Analyze the operating envelope of a signal — what ranges it operates in and when the operating point shifts.

Module: ts_shape.events.engineering.operating_range
Guide: Process Engineering


When to Use¤

Use for operating envelope analysis. Tracks what ranges your process actually operates in and detects regime changes that may indicate product changeovers or process shifts. Useful for building golden-run profiles and detecting off-spec operation.


Quick Example¤

from ts_shape.events.engineering.operating_range import OperatingRangeEvents

analyzer = OperatingRangeEvents(
    df=process_data,
    uuid="extruder_speed_01"
)

# Get the operating envelope per hour
envelope = analyzer.operating_envelope(window="1h")

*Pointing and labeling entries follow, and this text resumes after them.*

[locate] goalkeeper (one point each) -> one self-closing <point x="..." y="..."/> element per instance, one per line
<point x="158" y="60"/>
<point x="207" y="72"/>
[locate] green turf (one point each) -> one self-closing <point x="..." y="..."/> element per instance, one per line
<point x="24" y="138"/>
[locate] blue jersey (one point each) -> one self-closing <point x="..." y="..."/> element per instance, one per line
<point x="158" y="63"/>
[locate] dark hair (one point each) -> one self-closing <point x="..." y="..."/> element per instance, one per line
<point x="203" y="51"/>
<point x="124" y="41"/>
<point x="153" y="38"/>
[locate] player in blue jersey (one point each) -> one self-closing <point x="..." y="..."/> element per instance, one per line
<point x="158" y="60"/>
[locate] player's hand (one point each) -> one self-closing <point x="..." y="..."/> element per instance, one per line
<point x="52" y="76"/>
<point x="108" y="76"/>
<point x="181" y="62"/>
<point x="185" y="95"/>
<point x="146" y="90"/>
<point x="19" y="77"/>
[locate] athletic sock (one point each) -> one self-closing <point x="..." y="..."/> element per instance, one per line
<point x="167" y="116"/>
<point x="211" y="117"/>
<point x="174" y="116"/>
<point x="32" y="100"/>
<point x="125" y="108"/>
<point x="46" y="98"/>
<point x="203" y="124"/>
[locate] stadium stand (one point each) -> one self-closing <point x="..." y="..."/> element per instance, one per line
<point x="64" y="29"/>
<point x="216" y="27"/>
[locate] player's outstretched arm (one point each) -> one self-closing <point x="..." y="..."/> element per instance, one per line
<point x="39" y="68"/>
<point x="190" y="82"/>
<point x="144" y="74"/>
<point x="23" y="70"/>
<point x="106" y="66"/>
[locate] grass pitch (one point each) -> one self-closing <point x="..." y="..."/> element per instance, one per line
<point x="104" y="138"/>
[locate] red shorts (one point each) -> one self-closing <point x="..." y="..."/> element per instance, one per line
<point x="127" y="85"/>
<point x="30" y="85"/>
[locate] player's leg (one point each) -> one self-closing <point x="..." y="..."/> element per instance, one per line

# Detect when the operating point shifts significantly
shifts = analyzer.detect_regime_change(
    window="1h",
    shift_threshold=2.0
)

# Calculate time in a target operating range
in_range = analyzer.time_in_range(
    lower=180.0,
    upper=220.0,
    window="1h"
)

# Value distribution histogram
distribution = analyzer.value_distribution(n_bins=10)

Key Methods¤

Method Purpose Returns
operating_envelope(window='1h') Per-window min/max/mean envelope DataFrame with envelope stats
detect_regime_change(window='1h', shift_threshold=2.0) Operating point shifts DataFrame of regime changes
time_in_range(lower, upper, window='1h') Time in target range per window DataFrame with in-range durations
value_distribution(n_bins=10) Value histogram DataFrame with bin counts

Tips & Notes¤

Use time_in_range for OEE-style metrics

time_in_range() gives you the fraction of each window spent within spec. Aggregate this over a shift or day to get a process-level "in-spec percentage" that complements OEE availability and quality metrics.